My time spent attending those football games taught me a few valuable lessons:
1. If you drink too many beers prior to the game, you will pass out and die from dehydration and heat stroke.
2. One student football ticket buys you enough standing room on the bleachers for a three-year-old…if you’re lucky.
3. If you don’t eat meat, dinner will be a bag of peanuts and a Sprite.
4. Texas sausage and/or barbeque companies often use baby pigs as a part of their logo.
The Aggies have a long line of sponsors that are displayed on the big screen as fans wait in anticipation for the game to start but I was always shocked to see a local sausage company’s logo was a mama and her baby piglet cuddling.
Am I missing something here? What about that do people find appetizing?
My guess is that they probably avoid making the mental connection. Crispy salty bacon and cuddling pigs are two separate entities, both of which bring happiness…?
Unfortunately I can’t seem to separate the two so tempeh bacon is what’s on the menu for me.

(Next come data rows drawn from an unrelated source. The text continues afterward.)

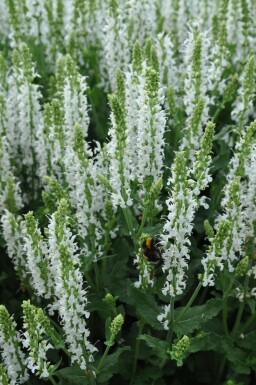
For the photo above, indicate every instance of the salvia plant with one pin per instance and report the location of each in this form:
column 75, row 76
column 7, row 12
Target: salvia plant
column 127, row 192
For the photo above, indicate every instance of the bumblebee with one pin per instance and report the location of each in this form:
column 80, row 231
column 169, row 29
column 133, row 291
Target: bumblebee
column 151, row 250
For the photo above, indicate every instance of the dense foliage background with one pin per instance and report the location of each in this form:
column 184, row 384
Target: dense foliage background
column 127, row 192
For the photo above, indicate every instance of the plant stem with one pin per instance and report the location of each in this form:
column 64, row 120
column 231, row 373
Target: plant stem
column 225, row 315
column 93, row 382
column 170, row 331
column 52, row 381
column 103, row 357
column 240, row 309
column 127, row 216
column 143, row 221
column 96, row 271
column 192, row 298
column 136, row 354
column 248, row 322
column 221, row 369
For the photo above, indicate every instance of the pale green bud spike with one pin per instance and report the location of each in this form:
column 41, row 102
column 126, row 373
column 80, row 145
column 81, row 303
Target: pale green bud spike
column 4, row 378
column 249, row 81
column 222, row 234
column 180, row 349
column 15, row 20
column 113, row 7
column 116, row 326
column 152, row 82
column 119, row 116
column 72, row 45
column 231, row 89
column 196, row 116
column 154, row 59
column 22, row 58
column 137, row 57
column 147, row 49
column 234, row 193
column 242, row 267
column 208, row 229
column 10, row 198
column 104, row 181
column 120, row 87
column 215, row 27
column 3, row 72
column 245, row 147
column 60, row 73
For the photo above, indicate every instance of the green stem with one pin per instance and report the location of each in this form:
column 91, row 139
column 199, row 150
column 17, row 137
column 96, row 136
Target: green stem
column 96, row 271
column 127, row 216
column 240, row 309
column 225, row 304
column 221, row 369
column 143, row 221
column 103, row 357
column 92, row 378
column 225, row 315
column 249, row 322
column 52, row 381
column 192, row 298
column 136, row 354
column 170, row 331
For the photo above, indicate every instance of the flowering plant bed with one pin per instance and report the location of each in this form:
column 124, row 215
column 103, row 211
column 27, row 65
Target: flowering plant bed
column 127, row 192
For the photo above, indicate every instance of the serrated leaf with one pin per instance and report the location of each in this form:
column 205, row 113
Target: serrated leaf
column 144, row 375
column 223, row 345
column 146, row 306
column 74, row 376
column 110, row 365
column 195, row 317
column 160, row 347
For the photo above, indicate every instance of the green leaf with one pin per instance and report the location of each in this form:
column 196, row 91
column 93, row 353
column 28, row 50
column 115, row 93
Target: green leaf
column 195, row 317
column 110, row 365
column 145, row 306
column 74, row 376
column 223, row 345
column 160, row 347
column 144, row 375
column 107, row 329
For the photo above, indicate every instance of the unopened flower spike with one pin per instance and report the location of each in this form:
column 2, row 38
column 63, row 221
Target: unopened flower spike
column 144, row 266
column 116, row 326
column 12, row 355
column 4, row 378
column 35, row 248
column 71, row 297
column 36, row 338
column 12, row 228
column 180, row 349
column 244, row 102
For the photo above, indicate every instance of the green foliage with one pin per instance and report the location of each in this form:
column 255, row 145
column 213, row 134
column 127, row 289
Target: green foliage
column 151, row 270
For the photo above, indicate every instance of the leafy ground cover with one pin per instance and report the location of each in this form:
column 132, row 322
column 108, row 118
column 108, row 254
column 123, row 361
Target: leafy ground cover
column 127, row 192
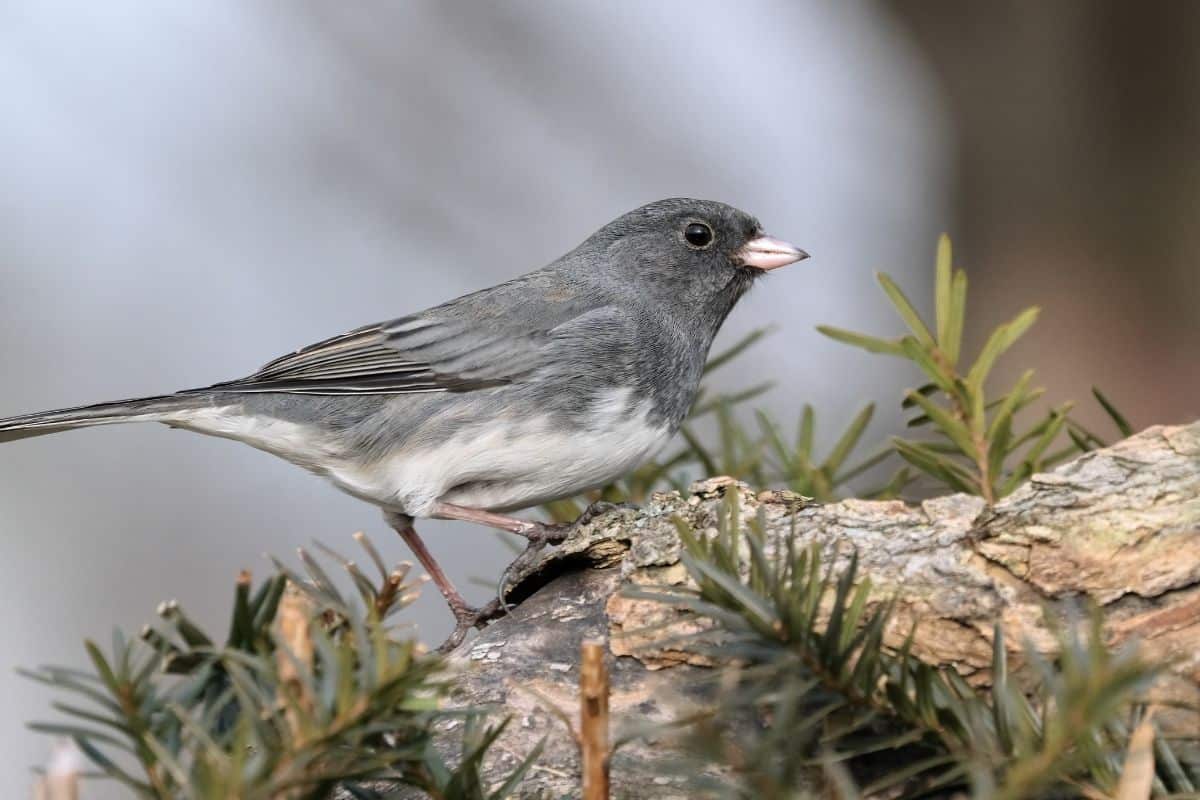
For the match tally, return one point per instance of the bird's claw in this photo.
(541, 534)
(466, 618)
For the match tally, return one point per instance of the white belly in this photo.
(510, 464)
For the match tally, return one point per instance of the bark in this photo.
(1120, 527)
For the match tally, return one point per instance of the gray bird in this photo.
(538, 389)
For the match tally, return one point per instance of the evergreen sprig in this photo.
(979, 445)
(310, 690)
(809, 686)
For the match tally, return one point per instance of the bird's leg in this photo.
(465, 617)
(539, 534)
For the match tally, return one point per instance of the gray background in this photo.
(192, 190)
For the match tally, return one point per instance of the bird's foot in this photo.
(539, 534)
(467, 617)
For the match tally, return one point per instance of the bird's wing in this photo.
(451, 348)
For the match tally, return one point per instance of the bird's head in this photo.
(693, 251)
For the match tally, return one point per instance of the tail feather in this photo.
(145, 409)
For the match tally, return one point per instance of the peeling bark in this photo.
(1117, 527)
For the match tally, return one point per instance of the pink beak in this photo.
(769, 253)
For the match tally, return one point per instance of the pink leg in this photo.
(498, 521)
(466, 617)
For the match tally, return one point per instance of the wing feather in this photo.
(465, 346)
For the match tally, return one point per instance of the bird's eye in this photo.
(697, 234)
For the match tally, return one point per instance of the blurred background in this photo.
(191, 190)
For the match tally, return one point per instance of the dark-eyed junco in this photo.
(553, 383)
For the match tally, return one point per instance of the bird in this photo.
(538, 389)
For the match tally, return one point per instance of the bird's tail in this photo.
(145, 409)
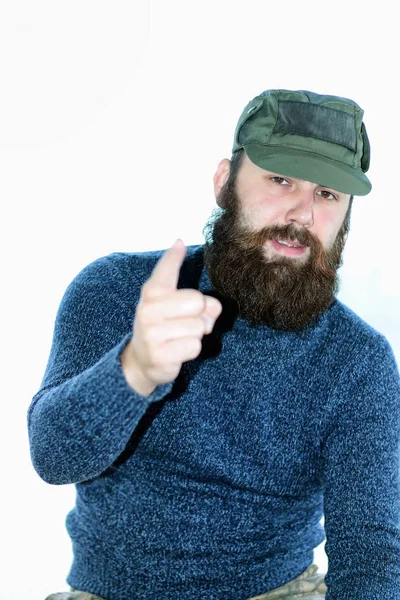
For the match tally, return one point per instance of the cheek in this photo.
(328, 227)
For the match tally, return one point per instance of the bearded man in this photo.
(207, 441)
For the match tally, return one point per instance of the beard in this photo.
(284, 293)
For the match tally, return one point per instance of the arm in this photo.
(83, 416)
(101, 377)
(361, 454)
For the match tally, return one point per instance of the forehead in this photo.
(249, 169)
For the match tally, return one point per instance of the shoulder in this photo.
(124, 270)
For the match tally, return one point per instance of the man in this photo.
(207, 441)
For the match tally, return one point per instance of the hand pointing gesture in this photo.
(168, 327)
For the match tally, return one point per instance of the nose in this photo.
(301, 210)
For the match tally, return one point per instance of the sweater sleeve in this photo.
(85, 412)
(361, 480)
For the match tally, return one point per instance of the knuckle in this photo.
(144, 313)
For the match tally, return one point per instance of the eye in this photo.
(327, 195)
(279, 180)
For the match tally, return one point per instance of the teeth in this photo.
(287, 244)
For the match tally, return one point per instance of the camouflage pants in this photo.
(307, 586)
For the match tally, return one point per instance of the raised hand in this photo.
(168, 327)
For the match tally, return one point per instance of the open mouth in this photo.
(290, 244)
(288, 248)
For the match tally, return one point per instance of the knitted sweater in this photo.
(214, 486)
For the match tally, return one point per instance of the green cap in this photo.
(308, 136)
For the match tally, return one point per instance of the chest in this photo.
(249, 416)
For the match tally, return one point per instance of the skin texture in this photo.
(169, 323)
(271, 199)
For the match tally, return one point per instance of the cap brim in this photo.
(309, 167)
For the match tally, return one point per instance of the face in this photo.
(275, 248)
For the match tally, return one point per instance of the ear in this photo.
(220, 177)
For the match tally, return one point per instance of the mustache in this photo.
(290, 232)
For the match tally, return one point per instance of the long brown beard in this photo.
(282, 292)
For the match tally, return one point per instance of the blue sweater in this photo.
(214, 487)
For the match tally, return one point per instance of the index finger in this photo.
(165, 275)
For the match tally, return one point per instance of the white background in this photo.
(113, 117)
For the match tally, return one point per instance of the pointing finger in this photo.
(165, 275)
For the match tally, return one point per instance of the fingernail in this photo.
(209, 323)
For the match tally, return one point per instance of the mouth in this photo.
(288, 247)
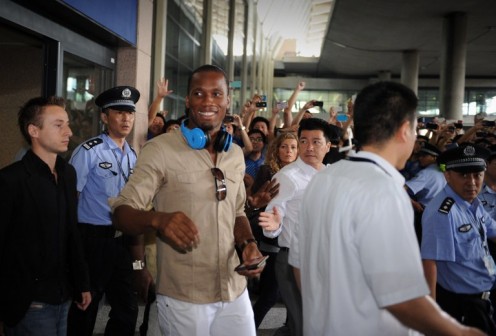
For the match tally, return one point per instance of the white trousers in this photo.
(179, 318)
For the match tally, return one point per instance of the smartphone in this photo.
(432, 126)
(424, 120)
(254, 264)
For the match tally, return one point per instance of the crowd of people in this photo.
(380, 224)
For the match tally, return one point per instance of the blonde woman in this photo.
(282, 151)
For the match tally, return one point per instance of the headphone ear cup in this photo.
(195, 138)
(228, 142)
(219, 141)
(223, 140)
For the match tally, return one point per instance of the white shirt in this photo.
(357, 250)
(293, 180)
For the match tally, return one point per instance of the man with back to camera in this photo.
(455, 253)
(359, 263)
(280, 216)
(104, 164)
(194, 177)
(41, 255)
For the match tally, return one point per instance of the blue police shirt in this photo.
(102, 170)
(487, 197)
(454, 233)
(427, 183)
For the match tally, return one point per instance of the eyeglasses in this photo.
(220, 184)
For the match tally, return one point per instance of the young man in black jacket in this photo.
(41, 255)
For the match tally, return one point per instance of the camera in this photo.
(431, 125)
(424, 120)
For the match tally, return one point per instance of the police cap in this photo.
(492, 152)
(464, 159)
(121, 98)
(429, 149)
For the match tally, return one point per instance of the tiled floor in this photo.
(273, 320)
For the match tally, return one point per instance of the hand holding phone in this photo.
(252, 265)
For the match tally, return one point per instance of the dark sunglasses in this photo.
(220, 184)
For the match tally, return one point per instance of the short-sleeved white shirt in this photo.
(357, 250)
(292, 179)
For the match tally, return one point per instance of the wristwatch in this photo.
(246, 242)
(138, 265)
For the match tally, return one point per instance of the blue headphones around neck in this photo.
(198, 139)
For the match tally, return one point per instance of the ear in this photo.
(104, 118)
(328, 145)
(405, 132)
(33, 131)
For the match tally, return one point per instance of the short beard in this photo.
(207, 128)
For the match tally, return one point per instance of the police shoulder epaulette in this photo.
(92, 143)
(132, 150)
(446, 205)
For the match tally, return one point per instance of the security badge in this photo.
(446, 205)
(465, 228)
(92, 143)
(105, 165)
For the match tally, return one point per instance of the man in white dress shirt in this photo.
(280, 215)
(356, 252)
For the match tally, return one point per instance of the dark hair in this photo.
(259, 119)
(207, 68)
(264, 138)
(171, 122)
(30, 113)
(380, 110)
(317, 124)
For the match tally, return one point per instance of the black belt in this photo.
(481, 295)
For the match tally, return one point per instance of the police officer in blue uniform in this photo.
(103, 165)
(457, 264)
(425, 184)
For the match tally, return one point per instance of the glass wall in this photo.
(475, 101)
(83, 81)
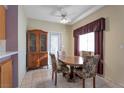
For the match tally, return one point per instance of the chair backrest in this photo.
(90, 66)
(61, 53)
(54, 62)
(86, 53)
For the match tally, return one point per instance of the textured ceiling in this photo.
(52, 12)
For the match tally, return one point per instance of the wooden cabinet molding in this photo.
(37, 55)
(6, 74)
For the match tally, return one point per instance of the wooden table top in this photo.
(72, 60)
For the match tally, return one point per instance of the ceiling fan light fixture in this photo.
(64, 20)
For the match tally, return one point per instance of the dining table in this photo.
(72, 61)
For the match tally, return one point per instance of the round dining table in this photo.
(72, 61)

The taste is actually somewhat similar to real bacon but I will admit the texture is completely different. Not in a bad way, just in a different way.
But it’s the perfect meat substitute for this salad. Juicy sweet strawberries with smoky flavor and creamy goat cheese pecan crumbles on a bed of tender kale. It’s a crave-worthy combo.
You can find tempeh bacon in the meat substitute section and it’s ridiculously easy to cook. I usually throw it on my cast iron grill pan on the stove for about 5 minutes on each side and shazaam! Delicious bacon flavah is at your fingertips.
If you’ve never had tempeh bacon then I hope you’ll give it a try sometime. Trust me, you’ll soon forget all about the real thing. ;)
2 heads kale, destemmed and washed
6 ounces tempeh bacon, cooked
2 cups sliced strawberries
1/2 red onion, sliced
4 ounces goat cheese (sub avocado or pecan parmesan* if vegan)
1 cup pecans, finely chopped
1 tablespoon apple cider vinegar
1/4 cup white balsamic (could also use regular balsamic)
1/4 cup extra virgin olive oil
- Place kale into a large bowl and then combine ingredients for dressing in a measuring cup. Pour the dressing into the bowl and massage it in with your hands until evenly coated. Add the strawberries and onion and toss together.
- If using goat cheese, place it into a bowl with the pecans and mash together with a fork until it turns into crumbles. Mix so that the crumbles are coated with the pecans.
- Distribute the kale onto separate plates and top with tempeh bacon and pecan goat cheese or pecan parmesan. Then serve and enjoy!.
*To make pecan parmesan: toast whole or halved pecans then place into a food processor along with 2 tablespoons nutritional yeast, 1 tablespoon olive oil and salt to taste. Pulse in processor until finely chopped.